The corporate world is a little nervous about the One Laptop Per Child project and here is some recent evidence of that.
Although the plan was always for the little green box to run open source software, it seems the design was changed at the last minute to permit someone to put Windows on it instead.
The alteration was minor, adding just an SD card slot, but probably due to a lot of lobbying (maybe some bribes?) from the Big Monopoly in Redmond.
Friday, the project’s CTO Mary Lou Jespen conceded that the hardware changes were mandated in order to allow developers to run “software that’s not the most trim, svelte software in the world.” While Jepsen didn’t specifically mention Microsoft’s influence in the addition of the card slot, she did say that Redmond was busy hacking up a version of Windows to run on the XO.

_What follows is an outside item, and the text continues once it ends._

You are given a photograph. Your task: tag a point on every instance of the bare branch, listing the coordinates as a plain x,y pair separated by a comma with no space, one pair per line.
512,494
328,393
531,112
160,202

It will be interesting to see what kind of hacked up version of Windows they get running on this machine.
And then there’s an editorial from something called the Globalisation Institute in which they declare the “very worst idea in international development circles is the One Laptop Per Child scheme being fronted by academic Nicholas Negroponte”.
Ouch! Watch out for those “academics”.
As near as I can figure, their primary complaint is that business isn’t running this show, noting that this will be a “monopoly type of computer for two billion children across the developing world”.
They, like many others in the corporate world (including the BM), have missed key points about OLPC, which their mission statement spell out in clear language that even the people at “Europe’s global think tank” should be able to understand.
OLPC is not, at heart, a technology program, nor is the XO a product in any conventional sense of the word. OLPC is a non-profit organization providing a means to an end–an end that sees children in even the most remote regions of the globe being given the opportunity to tap into their own potential, to be exposed to a whole world of ideas, and to contribute to a more productive and saner world community.